Elven forest recipe!
In other tips, I have mentioned finding big shapes when drawing. In this tip, we will be working with big shapes again, but in paint instead!
You will need some supplies: watercolor paper, one big brush, watercolor palette. If you have brown, green and red colored pencils, you could get those out, too. The paper type is especially important because watercolor paper is made to withstand the amount of water you need to work with. It soaks water and color differently from regular paper. The type of paint isn’t important, though. Any type of paint will work.
Watercolors are a wonderful to play with. Though they can be difficult to truly master, they can also be very forgiving because they allow you to play with big shapes which interact wonderfully with one another through the wet paint. You can suggest a lot with fairly little!
One of my favorite painting memories from childhood was when my mother taught me how to paint a forest in watercolors, and I’d like to share that lesson with you.
Step one: Cover the back of the paper in water, just paint it over with your big brush and let the water soak into the paper. Painting water on the back of the paper keeps the paper from wrinkling when your begin working with wet paint on the front. Flip your paper over to the side you will be painting on, and cover it in yellow ochre. If you don’t have this color, you can mix yellow and brown, or even replace it with blue instead.
Step two: Now, on the top and bottom of the paper, put down big wet blobs of light green, dark green and green with brown mixed in. Play with the colors and use different shades of green by mixing more yellow, red or blue into your green color. This will make the tree tops and forest floor. When you are done, give the paper a little bit of time to dry, say 5-10 minutes.
Step three: With a drier brush, fill your brush with a lot of brown paint and paint vertical lines for the tree trunks. Fork them out a lot at the top (branches) and just slightly at the bottom to create roots. Let the paper dry again for a few minutes.

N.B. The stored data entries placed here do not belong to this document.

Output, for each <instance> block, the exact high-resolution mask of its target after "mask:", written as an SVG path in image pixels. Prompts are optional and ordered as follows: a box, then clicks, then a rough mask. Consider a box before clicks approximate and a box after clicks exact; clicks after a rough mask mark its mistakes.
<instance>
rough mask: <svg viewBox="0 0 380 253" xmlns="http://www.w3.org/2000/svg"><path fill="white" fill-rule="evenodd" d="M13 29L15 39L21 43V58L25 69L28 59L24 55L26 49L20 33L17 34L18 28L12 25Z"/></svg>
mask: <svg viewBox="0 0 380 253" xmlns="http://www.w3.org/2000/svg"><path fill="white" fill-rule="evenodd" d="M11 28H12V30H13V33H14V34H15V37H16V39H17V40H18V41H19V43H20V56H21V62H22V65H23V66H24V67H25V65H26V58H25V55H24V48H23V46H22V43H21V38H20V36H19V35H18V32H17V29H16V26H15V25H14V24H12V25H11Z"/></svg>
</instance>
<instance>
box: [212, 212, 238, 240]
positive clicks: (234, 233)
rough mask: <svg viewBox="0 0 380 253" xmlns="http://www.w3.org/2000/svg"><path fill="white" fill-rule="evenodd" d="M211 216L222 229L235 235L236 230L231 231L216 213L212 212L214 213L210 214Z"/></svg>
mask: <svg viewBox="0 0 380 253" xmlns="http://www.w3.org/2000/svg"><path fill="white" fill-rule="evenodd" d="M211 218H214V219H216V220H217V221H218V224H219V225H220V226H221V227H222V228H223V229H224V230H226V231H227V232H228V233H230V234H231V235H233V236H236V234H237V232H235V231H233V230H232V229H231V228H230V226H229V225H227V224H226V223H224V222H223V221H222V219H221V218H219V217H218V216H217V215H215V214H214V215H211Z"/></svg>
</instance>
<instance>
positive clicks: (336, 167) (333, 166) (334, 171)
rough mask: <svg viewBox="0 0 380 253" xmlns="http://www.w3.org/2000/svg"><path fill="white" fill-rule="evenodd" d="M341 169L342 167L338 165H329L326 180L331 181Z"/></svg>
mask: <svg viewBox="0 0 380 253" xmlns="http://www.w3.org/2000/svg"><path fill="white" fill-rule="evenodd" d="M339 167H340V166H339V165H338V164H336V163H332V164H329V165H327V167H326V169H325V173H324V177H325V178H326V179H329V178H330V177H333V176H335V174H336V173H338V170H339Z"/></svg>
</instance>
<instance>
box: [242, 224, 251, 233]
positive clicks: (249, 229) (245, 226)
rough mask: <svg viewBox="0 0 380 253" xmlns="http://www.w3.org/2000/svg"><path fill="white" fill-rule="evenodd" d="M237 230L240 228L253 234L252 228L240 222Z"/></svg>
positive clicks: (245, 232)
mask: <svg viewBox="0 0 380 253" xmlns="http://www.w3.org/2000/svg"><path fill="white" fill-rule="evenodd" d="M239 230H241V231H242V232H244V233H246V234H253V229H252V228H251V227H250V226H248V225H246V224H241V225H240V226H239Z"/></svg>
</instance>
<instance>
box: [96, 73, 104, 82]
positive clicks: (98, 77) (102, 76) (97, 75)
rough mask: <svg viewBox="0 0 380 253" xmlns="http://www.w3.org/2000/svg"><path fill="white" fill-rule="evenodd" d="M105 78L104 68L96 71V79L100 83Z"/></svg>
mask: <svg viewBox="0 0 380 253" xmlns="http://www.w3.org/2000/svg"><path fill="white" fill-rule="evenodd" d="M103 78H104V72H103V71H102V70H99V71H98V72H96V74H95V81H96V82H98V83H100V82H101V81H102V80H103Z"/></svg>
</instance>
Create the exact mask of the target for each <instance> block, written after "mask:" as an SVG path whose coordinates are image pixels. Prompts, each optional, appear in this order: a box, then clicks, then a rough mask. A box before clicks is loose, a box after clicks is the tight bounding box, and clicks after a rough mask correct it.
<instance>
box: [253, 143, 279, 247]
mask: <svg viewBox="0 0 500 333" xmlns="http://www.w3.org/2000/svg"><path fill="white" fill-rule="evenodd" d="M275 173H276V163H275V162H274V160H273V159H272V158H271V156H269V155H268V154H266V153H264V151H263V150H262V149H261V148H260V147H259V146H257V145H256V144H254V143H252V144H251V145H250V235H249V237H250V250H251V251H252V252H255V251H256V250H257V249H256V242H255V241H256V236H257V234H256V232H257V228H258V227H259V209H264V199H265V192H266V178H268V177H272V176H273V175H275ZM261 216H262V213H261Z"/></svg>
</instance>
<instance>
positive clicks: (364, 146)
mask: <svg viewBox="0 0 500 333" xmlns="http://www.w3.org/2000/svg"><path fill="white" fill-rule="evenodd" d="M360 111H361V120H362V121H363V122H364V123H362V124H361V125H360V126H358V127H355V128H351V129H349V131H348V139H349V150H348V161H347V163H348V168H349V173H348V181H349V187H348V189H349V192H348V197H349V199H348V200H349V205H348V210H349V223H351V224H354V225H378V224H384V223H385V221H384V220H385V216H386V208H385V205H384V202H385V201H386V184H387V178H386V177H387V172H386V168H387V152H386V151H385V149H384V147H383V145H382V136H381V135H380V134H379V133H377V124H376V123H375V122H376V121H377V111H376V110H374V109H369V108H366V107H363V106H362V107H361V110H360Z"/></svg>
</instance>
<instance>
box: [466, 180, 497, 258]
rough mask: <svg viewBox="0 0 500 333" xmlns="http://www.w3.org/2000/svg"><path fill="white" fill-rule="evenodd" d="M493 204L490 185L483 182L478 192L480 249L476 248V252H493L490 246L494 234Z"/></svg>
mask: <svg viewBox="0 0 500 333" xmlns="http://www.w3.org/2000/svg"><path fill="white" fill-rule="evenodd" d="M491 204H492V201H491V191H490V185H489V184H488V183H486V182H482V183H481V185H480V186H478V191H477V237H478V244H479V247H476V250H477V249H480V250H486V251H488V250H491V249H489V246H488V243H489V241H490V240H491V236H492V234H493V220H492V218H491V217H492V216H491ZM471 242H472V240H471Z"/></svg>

Step four: Now for the fun part – adding in details! Again, don’t load your brush with a lot of water, just a little water and then a lot of paint. Add some grass texture, create some shapes for shrubbery, and red dots make fine mushrooms. Small shapes in the tree tops suggest leaves. If you like, you can also go over the painting with the colored pencils now and create more shapes or add finer details! Be sure the paper is dry before you work with pencils.
And now you’re done! You have painted a forest very like the ones story elves live in.